# Wagner, Tannhauser, Nilsson, F-Diskau, Windgassen, Gerdes



## NightHawk (Nov 3, 2011)

View attachment 140081


For the Wagner enthusiasts this recording of _Tannhauser_ is an unbelievable steal at the 'used' price of $5.64 on Amazon. The cast and entire production is better than first rate, it is ideal. The pacing of the production and the balance between singers and orchestra is magnificent. The Overture alone is worth the $5.64!!!! Highest recommendation! Btw, my used copy is in mint condition.


----------



## Granate (Jun 25, 2016)

I wouldn't be so happy. I think there are far better recordings of this opera than the Gerdes one. Which looks great on paper but all principals are out of prime for the role or blatantly dull. For a cast that promises and delivers, you can get the Sawallisch Bayreuth 1961 (3rd performance) on Orfeo for 15€. Not a single note wasted. Best cast ever assembled. Other great versions are the Konwitschny (much better Fischer-Dieskau in Stereo), the Barenboim in Berlin and Solti in Vienna.

Oh, I meant to get the Orfeo Bayreuth recording on Qobuz.


----------



## wkasimer (Jun 5, 2017)

Granate said:


> I wouldn't be so happy. I think there are far better recordings of this opera than the Gerdes one.
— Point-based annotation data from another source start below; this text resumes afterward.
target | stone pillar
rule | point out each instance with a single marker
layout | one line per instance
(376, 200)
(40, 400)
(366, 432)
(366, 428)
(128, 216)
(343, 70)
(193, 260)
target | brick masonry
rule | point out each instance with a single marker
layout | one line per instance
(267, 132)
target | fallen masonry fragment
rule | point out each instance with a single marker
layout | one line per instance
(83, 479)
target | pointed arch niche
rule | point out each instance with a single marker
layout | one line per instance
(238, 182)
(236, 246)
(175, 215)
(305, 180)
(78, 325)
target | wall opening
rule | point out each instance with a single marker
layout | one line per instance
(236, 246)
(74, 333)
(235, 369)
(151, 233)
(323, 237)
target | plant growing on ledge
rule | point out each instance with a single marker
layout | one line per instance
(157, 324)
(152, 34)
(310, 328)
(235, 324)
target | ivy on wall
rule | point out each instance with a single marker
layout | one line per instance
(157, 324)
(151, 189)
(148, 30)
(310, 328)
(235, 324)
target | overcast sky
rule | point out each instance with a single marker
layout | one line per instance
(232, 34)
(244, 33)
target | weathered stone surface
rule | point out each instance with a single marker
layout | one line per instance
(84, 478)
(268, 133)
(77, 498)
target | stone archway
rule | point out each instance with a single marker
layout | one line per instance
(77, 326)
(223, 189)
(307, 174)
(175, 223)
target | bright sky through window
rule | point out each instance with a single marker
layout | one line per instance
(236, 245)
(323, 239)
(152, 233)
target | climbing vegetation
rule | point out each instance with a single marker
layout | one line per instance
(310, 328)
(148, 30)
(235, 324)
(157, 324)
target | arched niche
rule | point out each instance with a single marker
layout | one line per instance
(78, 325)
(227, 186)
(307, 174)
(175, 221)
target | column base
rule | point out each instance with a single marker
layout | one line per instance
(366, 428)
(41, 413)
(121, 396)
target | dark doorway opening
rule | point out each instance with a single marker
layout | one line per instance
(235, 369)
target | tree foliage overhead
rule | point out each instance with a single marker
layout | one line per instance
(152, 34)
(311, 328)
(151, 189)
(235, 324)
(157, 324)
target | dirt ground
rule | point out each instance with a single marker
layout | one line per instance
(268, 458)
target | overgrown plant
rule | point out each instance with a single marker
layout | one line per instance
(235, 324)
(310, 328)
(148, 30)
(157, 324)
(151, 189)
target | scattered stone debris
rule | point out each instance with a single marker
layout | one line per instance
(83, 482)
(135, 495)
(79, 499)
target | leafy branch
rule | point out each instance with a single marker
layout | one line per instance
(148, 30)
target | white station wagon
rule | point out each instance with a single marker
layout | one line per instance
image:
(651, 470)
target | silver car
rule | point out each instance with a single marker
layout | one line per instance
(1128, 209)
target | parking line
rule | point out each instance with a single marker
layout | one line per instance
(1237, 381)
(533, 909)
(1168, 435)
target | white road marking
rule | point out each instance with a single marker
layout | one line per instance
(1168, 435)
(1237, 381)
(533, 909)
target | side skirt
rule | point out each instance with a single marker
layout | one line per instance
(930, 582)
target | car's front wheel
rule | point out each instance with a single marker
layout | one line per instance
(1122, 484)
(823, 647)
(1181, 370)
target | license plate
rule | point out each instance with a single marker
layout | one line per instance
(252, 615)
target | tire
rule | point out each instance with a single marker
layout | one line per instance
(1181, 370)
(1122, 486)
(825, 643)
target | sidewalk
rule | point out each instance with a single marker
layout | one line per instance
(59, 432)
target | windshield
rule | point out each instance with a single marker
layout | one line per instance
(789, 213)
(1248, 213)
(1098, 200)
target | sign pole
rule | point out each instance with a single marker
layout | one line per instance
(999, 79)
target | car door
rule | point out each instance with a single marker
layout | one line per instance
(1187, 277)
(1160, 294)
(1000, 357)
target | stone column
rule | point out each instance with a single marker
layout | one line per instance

Which looks great on paper but all principals are out of prime for the role or blatantly dull.


And Nilsson was ill-suited to both Venus and Elisabeth.


----------



## starthrower (Dec 11, 2010)

I'm taking note of your post, Granate. Tannhauser is the only major Wagner opera that I'm missing. By coincidence I'm listening to Klemperer's highlights album right now and the overture and prelude are wonderful.


----------



## Rogerx (Apr 27, 2018)

Why isn't this in the opera thread?


----------



## zxxyxxz (Apr 14, 2020)

Rogerx said:


> Why isn't this in the opera thread?


Agreed.

For what its worth I really like the Gerdes and prefer it to the Sawallisch Bayereuth 1961.


----------



## Granate (Jun 25, 2016)

Rogerx said:


> Why isn't this in the opera thread?


Ask the OP to search on Google *Tannhäuser on disc*


----------



## Rogerx (Apr 27, 2018)

Granate said:


> Ask the OP to search on Google *Tannhäuser on disc*


Good on you, could not find it, tanks.


----------



## wkasimer (Jun 5, 2017)

zxxyxxz said:


> For what its worth I really like the Gerdes and prefer it to the Sawallisch Bayereuth 1961.


Would you explain why you prefer it? To me, the 1961 Bayreuth is better conducted, with a better Elisabeth, better Venus, the same Tannhauser and Wolfram, both a bit younger. The Gerdes has only better sonics and a (marginally) better Landgraf.


----------



## adriesba (Dec 30, 2019)

wkasimer said:


> And Nilsson was ill-suited to both Venus and Elisabeth.


I agree with you, and Birgit Nilsson is my favorite singer. I've only heard some of the Gerdes recording, but even from that, it's apparent that the roles are not really for her.


----------



## zxxyxxz (Apr 14, 2020)

wkasimer said:


> Would you explain why you prefer it? To me, the 1961 Bayreuth is better conducted, with a better Elisabeth, better Venus, the same Tannhauser and Wolfram, both a bit younger. The Gerdes has only better sonics and a (marginally) better Landgraf.


Windgassen is in better voice to me on the Gerdes he sounds like he's battling a cold through act 1 and 2. In 61 he gives his best Inbrunst im Herzen which is worth hearing.

I don't usually like Nilsson however I also don't like the female cast in the 61, but I do find Nilsson a better venus. I also find the sound better.

All in all the when I got the 1961 as my 4th Tannhauser I was very disappointed. The female cast were worse than Gerdes and the Bayereuth 1955 and Windgassen didn't sound as good as he normally is. Considering he is my favourite singer it was disappointing.

My choices would always be Bayereuth 1955 first and Gerdes second. Until I discovered Live Broadcasts the Gerdes was my top choice.


----------